Any remedies specified herein shall be cumulative and in addition to further or other remedies provided by law or equity.
Buyer and Grower agree that should legal action be brought to enforce the terms of this Agreement, it shall be brought only in Bradenton, Manatee County, Florida. It is also agreed that should either party be required to bring legal action or arbitration to enforce the terms of this Agreement, the prevailing party shall be entitled to its reasonable attorney’s fees, together with all costs and expenses of litigation, up to and including appeals.
This Agreement constitutes the entire agreement of the parties hereto and supersedes all prior and contemporaneous agreements, representations and understandings of the parties. No waiver of the provisions of this Agreement shall be deemed or shall constitute a waiver of any other provisions, nor shall any waiver constitute a continuing waiver. This Agreement may not be supplemented, altered, modified or amended or otherwise changed except by an instrument in writing signed by the parties hereto. The course of dealing or course of performance between the parties hereto shall not commit either party to duties or obligations which are not expressly stated by this Agreement.
This Agreement may not be assigned or transferred by Grower without the written consent of Buyer. This Agreement may be assigned or transferred by Buyer to any entity which owns, is owned by or under common control with, Buyer. In the event of the sale of the Groves or change in the identity of 10% or more of the ownership of the Groves or principals or shareholders of Grower (if a partnership or corporation), Buyer shall have the right to terminate this Agreement forthwith without liability to either party or to enforce this Agreement against Grower or its successor.

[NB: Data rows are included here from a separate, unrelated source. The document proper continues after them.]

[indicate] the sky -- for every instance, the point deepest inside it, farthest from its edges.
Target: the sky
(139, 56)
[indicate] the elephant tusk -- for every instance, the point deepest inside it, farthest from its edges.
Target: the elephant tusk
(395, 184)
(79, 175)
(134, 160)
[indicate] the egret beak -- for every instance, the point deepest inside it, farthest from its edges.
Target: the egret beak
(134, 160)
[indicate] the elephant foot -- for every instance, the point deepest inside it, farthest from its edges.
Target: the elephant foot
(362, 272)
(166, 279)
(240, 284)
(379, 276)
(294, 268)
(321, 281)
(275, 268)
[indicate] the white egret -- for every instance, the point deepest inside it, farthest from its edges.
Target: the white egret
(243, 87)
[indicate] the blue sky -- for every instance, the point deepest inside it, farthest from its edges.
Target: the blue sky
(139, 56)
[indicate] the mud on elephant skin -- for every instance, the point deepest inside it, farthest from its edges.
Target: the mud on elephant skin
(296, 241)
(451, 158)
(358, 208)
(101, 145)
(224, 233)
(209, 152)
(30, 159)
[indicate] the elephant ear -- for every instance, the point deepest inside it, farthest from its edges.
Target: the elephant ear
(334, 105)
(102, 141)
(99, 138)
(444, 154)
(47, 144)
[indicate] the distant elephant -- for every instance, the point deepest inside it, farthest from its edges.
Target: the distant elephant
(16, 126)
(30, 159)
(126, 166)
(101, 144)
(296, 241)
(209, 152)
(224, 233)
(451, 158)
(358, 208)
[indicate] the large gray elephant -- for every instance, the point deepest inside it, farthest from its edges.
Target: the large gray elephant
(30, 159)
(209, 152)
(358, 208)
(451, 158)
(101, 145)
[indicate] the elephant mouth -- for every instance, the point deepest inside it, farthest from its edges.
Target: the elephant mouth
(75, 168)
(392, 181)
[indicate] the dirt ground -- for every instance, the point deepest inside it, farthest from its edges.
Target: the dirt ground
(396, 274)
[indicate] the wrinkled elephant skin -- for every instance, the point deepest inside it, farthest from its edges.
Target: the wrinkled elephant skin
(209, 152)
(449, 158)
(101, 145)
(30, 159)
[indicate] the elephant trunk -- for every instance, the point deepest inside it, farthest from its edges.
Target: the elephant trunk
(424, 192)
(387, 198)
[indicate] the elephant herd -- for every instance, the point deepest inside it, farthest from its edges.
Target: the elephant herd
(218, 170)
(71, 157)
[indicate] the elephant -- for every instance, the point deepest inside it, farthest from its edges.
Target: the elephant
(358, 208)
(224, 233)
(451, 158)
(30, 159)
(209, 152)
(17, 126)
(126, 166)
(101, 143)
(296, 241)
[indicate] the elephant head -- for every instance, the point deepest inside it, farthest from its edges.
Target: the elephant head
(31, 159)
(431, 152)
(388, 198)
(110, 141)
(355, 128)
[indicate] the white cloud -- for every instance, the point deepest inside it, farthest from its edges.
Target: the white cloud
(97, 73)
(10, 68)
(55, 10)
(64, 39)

All notices to Buyer shall be in writing and shall be deemed to have been given when served personally or when sent by United States registered or certified mail, postage prepaid, to:
P.O. Box 338
Bradenton, Florida 34206
Attention: Vice President — Fruit Procurement
No notice to Buyer shall be effective unless made to and received by its Vice-President — Fruit Procurement
If to Grower, notice shall be given to Grower or his Agent as identified herein.

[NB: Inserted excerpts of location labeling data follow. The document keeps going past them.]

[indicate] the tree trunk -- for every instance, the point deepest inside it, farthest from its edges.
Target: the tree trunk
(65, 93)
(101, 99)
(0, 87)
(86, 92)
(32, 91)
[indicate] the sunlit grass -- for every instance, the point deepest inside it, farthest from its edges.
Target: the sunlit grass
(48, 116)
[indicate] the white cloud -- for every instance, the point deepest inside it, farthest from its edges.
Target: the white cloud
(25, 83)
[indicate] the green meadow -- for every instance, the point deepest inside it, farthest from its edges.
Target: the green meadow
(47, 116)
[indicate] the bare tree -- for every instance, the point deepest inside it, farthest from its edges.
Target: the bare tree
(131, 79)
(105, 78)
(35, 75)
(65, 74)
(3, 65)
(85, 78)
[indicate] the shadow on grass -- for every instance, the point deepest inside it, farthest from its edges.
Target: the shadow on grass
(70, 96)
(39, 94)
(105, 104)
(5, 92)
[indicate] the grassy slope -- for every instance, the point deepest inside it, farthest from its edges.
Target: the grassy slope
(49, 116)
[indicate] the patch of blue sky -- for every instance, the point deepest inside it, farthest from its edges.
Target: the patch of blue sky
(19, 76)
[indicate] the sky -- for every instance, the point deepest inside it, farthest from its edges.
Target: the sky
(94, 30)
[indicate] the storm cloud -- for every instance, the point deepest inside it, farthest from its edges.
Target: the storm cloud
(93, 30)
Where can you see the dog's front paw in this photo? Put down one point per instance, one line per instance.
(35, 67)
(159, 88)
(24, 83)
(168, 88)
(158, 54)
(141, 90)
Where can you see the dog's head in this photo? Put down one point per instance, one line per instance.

All applicable law, and rules and regulations of the office of Federal Contract Compliance Programs, including those relating to Equal Employment Opportunity, the Rehabilitation Act of 1973 and the Vietnam Era Veteran’s Readjustment Assistance Act of 1974 are incorporated herein by reference.

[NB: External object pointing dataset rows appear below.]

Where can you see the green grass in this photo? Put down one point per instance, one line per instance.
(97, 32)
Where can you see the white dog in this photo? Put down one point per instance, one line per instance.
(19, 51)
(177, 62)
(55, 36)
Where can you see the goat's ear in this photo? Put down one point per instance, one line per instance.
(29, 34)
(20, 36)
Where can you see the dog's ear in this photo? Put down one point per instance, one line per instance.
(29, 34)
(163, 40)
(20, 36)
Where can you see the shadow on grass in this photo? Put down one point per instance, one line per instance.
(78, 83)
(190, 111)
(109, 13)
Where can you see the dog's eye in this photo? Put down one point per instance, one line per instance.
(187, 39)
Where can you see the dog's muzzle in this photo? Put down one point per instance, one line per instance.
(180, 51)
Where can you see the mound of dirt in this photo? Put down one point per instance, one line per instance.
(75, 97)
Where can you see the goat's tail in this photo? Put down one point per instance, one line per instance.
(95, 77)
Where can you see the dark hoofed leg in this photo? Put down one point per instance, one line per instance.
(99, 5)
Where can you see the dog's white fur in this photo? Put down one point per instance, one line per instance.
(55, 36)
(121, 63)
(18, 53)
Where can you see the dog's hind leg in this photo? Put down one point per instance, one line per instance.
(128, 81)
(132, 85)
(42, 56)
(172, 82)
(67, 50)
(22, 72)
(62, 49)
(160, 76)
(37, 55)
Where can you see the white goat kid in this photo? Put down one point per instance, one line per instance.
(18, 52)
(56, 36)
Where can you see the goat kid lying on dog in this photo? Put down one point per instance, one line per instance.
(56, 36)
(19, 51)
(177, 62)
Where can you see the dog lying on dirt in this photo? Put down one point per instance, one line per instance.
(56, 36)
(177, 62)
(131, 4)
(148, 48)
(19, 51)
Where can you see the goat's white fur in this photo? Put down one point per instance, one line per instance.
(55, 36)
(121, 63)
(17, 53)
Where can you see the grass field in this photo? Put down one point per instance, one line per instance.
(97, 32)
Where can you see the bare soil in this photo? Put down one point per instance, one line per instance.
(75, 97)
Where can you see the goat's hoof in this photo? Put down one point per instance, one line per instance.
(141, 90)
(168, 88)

/s/ Kellie Martin       /s/ Steven Smith
        Grower or Authorized Agent
/s/ Denise Plair
        P.O. Box 338 LaBelle, FL 33975
        Facsimile: (863) 675 - 5100
/s/ Latika Pater
      By:   /s/ Michael W. Haycock
/s/ Carmen Ospina
          Michael W. Haycock
Vice President, Tropicana Operations
      By:   /s/ William J. Ferrari
          William J. Ferrari
          Vice President, Citrus Procurement
COUNTY OF Hendry ss:
I HEREBY CERTIFY, that on this date Dec 8, 2006 before me personally appeared Steve Smith of Alico, Inc., to me known and known to me to be the person who signed the foregoing instrument and, who being by me duly sworn, acknowledged the execution thereof to be his free act and deed for the uses and purposes therein mentioned.
WITNESS my signature and official seal at LaBelle in the County of Hendry and State of Florida the day and year last aforesaid.